Brunei : La pression s’accentue, le sultanat persiste

Le Sultan Haji Hassanal Bolkiah en passe de réussir son pari.

Depuis quelques jours, le sultanat de Brunei est sous la pression internationale. Son dirigeant, le sultan Haji Hassanal Bolkiah, a l’intention de renforcer la législation du pays, basée sur la Charia. La révision de la loi, qui devait entrer en vigueur le mercredi 3 avril, prévoit d’instaurer la lapidation en cas d’homosexualité ou d’adultère, en invoquant la loi islamique.

Selon l'ONU, la nouvelle législation de Brunei prévoit la peine de mort pour de multiples infractions, telles que le viol, l'adultère, les relations sexuelles extraconjugales pour les Musulmans, l'insulte ou la diffamation du Prophète Mahomet. Elle introduit également la flagellation publique comme punition pour l'avortement et l'amputation pour le vol. Elle criminalise également le fait d'exposer les enfants musulmans aux croyances et pratiques de toute religion autre que l'Islam. L'homosexualité, déjà illégale, sera désormais considérée comme un crime.

La peine de mort est déjà inscrite dans la législation du Brunei, mais la dernière exécution a eu lieu en 1957, selon l'ONU. « J'exhorte Brunei à maintenir son moratoire de facto sur l'application de la peine capitale », a déclaré Michelle Bachelet, Haut-commissaire aux Droits de l’Homme. Dans un communiqué, le 2 avril, la France a appelé Brunei à renoncer à cette législation, qu’elle juge contraire à ses « engagements internationaux ».

Appels au boycott

L'acteur américain George Clooney et le chanteur britannique Elton John ont appelé au boycott de neuf hôtels de luxe liés au sultan de Brunei. « Je félicite mon ami George Clooney pour avoir pris position contre la discrimination anti-gay et le sectarisme qui sévit dans le pays de Brunei - un endroit où les homosexuels sont brutalisés, voire pire - en boycottant les hôtels du sultan », a twitté le chanteur. Le bureau du Premier ministre de Brunei a diffusé mardi un communiqué rappelant que le pays avait un « double système judiciaire », l’un islamique, qui ne s’applique qu’aux musulmans, qui  représentent plus des deux tiers de la population, l’autre civil, qui concerne l’ensemble des habitants du pays.

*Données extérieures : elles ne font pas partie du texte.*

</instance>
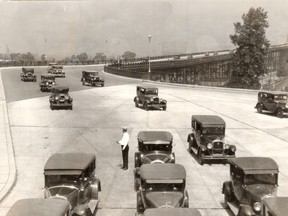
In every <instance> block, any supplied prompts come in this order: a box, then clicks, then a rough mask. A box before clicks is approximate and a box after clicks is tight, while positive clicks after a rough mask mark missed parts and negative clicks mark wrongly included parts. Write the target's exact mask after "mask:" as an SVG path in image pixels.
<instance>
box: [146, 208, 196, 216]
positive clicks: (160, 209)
mask: <svg viewBox="0 0 288 216" xmlns="http://www.w3.org/2000/svg"><path fill="white" fill-rule="evenodd" d="M162 215H165V216H175V215H177V216H201V213H200V212H199V211H198V210H197V209H195V208H151V209H146V210H145V211H144V216H162Z"/></svg>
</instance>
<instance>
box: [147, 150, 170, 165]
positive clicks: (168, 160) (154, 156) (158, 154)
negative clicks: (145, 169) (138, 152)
mask: <svg viewBox="0 0 288 216" xmlns="http://www.w3.org/2000/svg"><path fill="white" fill-rule="evenodd" d="M170 154H171V153H167V152H160V151H158V152H151V153H147V154H143V163H167V162H169V161H170V159H171V156H170Z"/></svg>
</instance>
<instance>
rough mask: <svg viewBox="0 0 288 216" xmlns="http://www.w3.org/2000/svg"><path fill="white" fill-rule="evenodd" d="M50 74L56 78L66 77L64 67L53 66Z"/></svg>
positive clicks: (60, 65) (50, 72) (55, 65)
mask: <svg viewBox="0 0 288 216" xmlns="http://www.w3.org/2000/svg"><path fill="white" fill-rule="evenodd" d="M50 73H51V74H54V75H55V76H56V77H65V71H64V69H63V65H52V66H51V72H50Z"/></svg>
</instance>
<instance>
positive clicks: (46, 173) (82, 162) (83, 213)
mask: <svg viewBox="0 0 288 216" xmlns="http://www.w3.org/2000/svg"><path fill="white" fill-rule="evenodd" d="M95 168H96V156H95V155H94V154H92V153H82V152H75V153H74V152H73V153H72V152H71V153H56V154H53V155H52V156H50V158H49V159H48V160H47V162H46V164H45V167H44V176H45V186H44V191H45V192H44V193H45V198H56V199H64V200H68V201H69V203H70V206H71V212H72V214H77V215H85V214H87V212H92V213H93V212H95V210H96V208H97V205H98V192H99V191H101V184H100V180H99V179H98V178H96V176H95Z"/></svg>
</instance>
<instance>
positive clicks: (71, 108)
mask: <svg viewBox="0 0 288 216" xmlns="http://www.w3.org/2000/svg"><path fill="white" fill-rule="evenodd" d="M49 102H50V108H51V109H52V110H54V109H62V108H64V109H70V110H72V108H73V99H72V97H70V95H69V88H68V87H65V86H56V87H54V88H53V89H52V94H51V95H50V97H49Z"/></svg>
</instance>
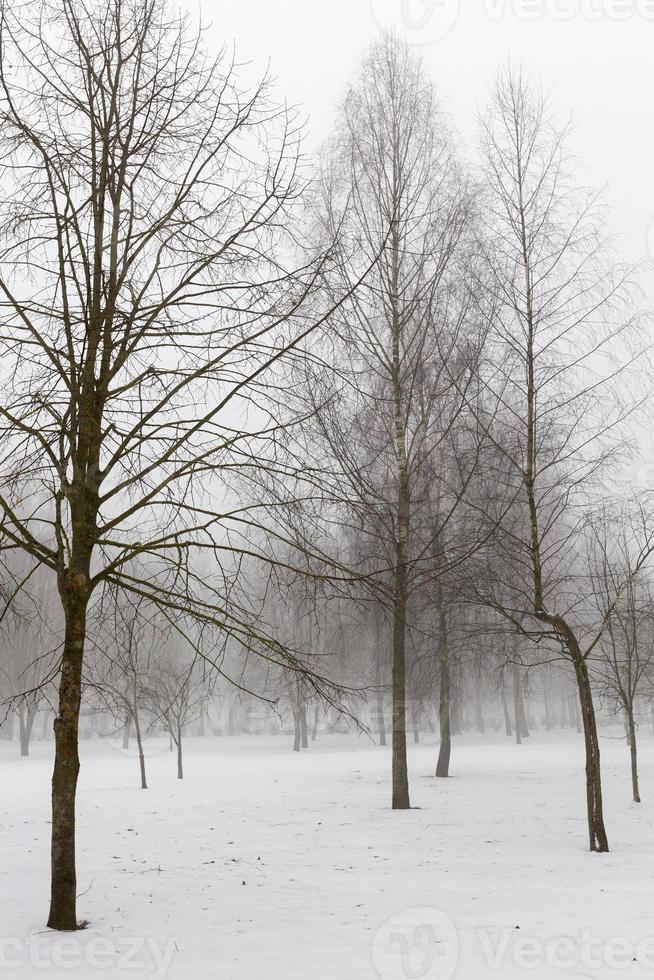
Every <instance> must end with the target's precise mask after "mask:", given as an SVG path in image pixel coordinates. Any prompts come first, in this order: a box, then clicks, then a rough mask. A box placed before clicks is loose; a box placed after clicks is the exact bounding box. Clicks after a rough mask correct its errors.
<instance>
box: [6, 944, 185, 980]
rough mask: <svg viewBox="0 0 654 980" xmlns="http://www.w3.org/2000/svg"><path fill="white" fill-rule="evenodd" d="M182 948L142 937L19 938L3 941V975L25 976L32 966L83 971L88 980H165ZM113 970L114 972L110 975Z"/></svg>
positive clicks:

« Avec l’entrée en vigueur complète » de cette loi islamique, « à partir du 3 avril, les deux systèmes continueront à s’appliquer en parallèle afin de maintenir la paix et l’ordre et de préserver la religion, la vie, la famille et les individus quels que soient leur genre, nationalité, race et confession », est-il écrit. Le gouvernement avait déjà annoncé en 2013 l’introduction progressive de la Charia. La petite monarchie de 430 000 habitants est dirigée par le sultan Hassanal Bolkiah depuis 1967.